If you’re going to invest, you have to live with at least some freewheeling chaos. You have to learn to ignore a lot of sharp people who seem absolutely sure that one stock or another is going up or down. You have to reject the authority that the news media seems to command and, instead, do what works.

The Grateful Dead had a process, one which was radical for its time. They gave away their music, letting fans tape shows and trade copies freely. Decades before the Internet, they totally understood viral marketing.

Their money came not from selling records but from live shows. If you talk to working bands today, that practice has become the norm. YouTube and Spotify are marketing channels that nearly force musicians to give away music, so instead they turn a profit on concerts — like the Dead did for three decades, until the death of guitarist Jerry Garcia.

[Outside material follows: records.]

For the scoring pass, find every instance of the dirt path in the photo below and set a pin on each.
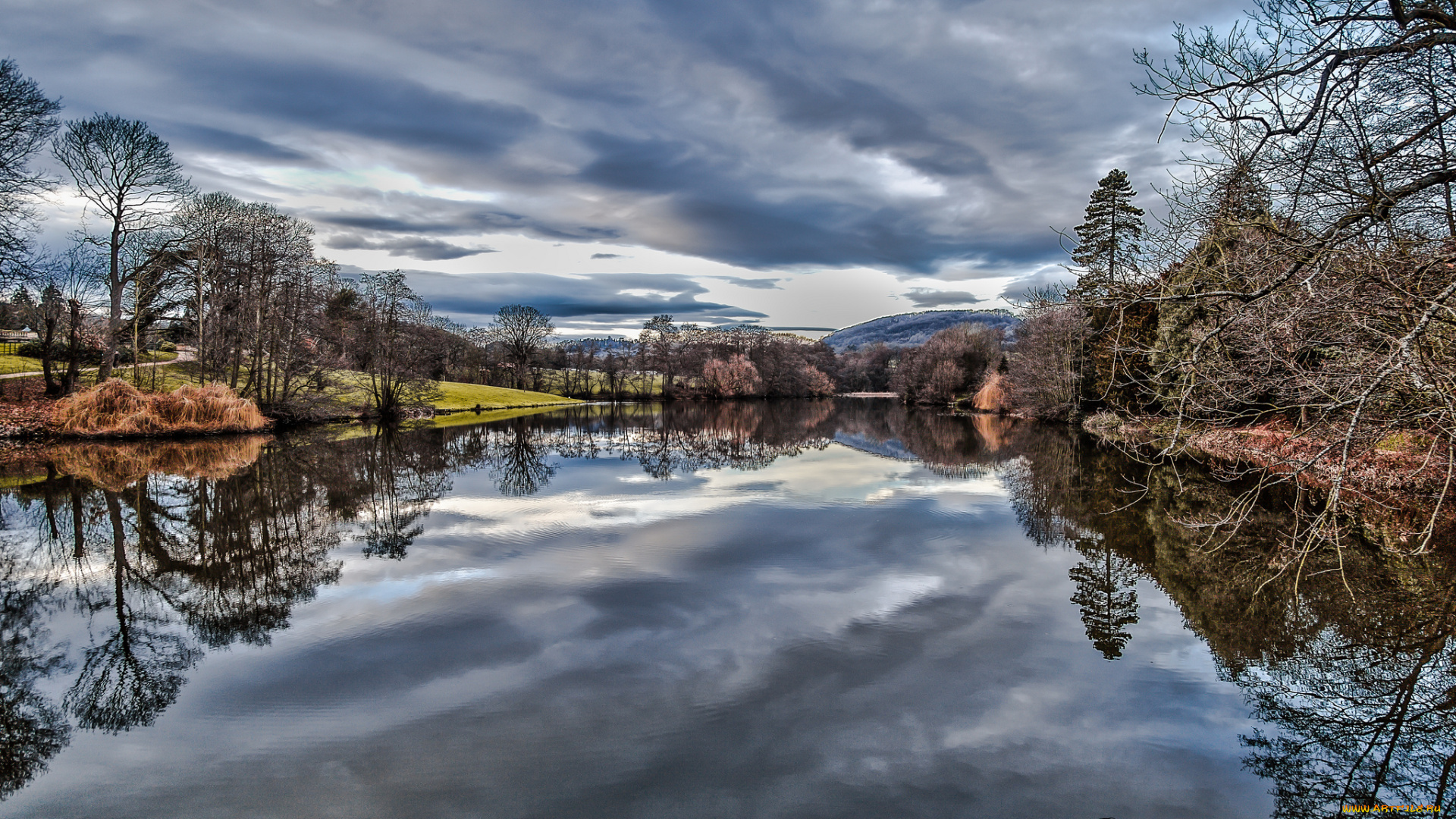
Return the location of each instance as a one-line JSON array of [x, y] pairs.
[[182, 356]]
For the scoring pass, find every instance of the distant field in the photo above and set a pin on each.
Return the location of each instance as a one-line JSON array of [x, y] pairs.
[[19, 365], [353, 390], [27, 365], [557, 379]]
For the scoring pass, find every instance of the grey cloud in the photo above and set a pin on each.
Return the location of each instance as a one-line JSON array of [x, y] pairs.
[[212, 139], [1024, 287], [750, 283], [603, 297], [686, 127], [928, 297], [422, 249], [313, 95], [414, 213]]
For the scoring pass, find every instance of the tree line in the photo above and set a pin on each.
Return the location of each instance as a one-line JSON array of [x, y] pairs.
[[1304, 276], [159, 262]]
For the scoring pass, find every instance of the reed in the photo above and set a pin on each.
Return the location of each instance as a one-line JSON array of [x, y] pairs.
[[120, 410], [117, 465]]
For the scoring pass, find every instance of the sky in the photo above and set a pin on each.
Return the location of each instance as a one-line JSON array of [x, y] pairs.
[[792, 164]]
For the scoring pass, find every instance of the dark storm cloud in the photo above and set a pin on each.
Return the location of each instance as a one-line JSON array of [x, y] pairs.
[[927, 297], [416, 248], [750, 283], [1040, 281], [413, 213], [376, 107], [582, 300], [899, 134]]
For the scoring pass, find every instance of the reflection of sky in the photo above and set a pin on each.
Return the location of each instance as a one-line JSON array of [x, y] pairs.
[[835, 634]]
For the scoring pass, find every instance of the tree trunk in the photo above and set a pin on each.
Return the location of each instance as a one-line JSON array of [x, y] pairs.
[[49, 353], [108, 356], [73, 359]]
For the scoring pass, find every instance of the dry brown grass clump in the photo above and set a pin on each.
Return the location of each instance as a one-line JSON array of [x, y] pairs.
[[117, 465], [117, 409], [995, 395]]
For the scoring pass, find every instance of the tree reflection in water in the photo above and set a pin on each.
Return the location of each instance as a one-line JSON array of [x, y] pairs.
[[1348, 667], [172, 550]]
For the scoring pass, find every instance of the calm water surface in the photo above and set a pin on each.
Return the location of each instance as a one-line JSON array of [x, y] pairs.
[[785, 610]]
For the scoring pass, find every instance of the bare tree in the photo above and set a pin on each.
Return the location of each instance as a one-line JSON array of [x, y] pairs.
[[1310, 257], [128, 175], [522, 331], [27, 120], [398, 366], [67, 284]]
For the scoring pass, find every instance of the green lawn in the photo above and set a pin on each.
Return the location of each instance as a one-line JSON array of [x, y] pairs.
[[455, 395], [25, 365], [20, 365]]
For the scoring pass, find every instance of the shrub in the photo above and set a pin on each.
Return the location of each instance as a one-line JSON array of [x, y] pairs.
[[731, 378], [995, 395], [117, 409]]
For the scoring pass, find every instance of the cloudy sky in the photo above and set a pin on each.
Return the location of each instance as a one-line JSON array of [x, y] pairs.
[[785, 162]]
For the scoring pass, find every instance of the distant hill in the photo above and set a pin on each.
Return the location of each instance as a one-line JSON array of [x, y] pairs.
[[910, 330]]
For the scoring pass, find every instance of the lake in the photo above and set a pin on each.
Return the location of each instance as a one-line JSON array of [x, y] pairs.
[[820, 608]]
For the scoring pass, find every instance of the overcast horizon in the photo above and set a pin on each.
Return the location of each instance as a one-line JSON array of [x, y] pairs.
[[791, 164]]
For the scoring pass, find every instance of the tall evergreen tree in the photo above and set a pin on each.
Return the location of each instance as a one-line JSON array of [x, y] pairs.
[[1110, 238], [1107, 595]]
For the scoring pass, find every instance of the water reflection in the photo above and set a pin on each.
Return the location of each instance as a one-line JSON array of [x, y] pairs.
[[1348, 664], [121, 567]]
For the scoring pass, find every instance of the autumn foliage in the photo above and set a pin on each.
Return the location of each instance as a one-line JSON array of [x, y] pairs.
[[117, 409], [734, 378]]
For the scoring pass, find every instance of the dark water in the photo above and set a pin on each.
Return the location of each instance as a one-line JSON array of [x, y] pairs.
[[794, 610]]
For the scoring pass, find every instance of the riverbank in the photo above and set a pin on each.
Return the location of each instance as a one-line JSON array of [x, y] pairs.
[[28, 414], [1394, 469]]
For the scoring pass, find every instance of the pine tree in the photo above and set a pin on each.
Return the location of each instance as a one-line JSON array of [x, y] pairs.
[[1107, 595], [1110, 238]]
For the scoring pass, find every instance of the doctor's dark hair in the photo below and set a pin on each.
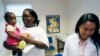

This is a group that built a fan base so large that after two decades of not playing they have been able to sell out five nights and gross an estimated $20 million. Amazing.

More than money

Interestingly, it is the “sameness” of Dead shows that drives their uniqueness. Playlists changed, of course, but every show has a beginning, a middle and an end. Every show is different but the same. Fans can’t get enough of it.

Investing for retirement, I have learned, is less about certainty (which nobody owns anyway) than about finding that repeatable process and sticking with it. Own index funds, keep costs down, rebalance with discipline and enjoy the results. It’s simple, repeatable investing.

Once you hammer down a good process, your money compounds and grows into something more than money, something transcendent — the freedom to do what you like with your time and even to leave a legacy to your children.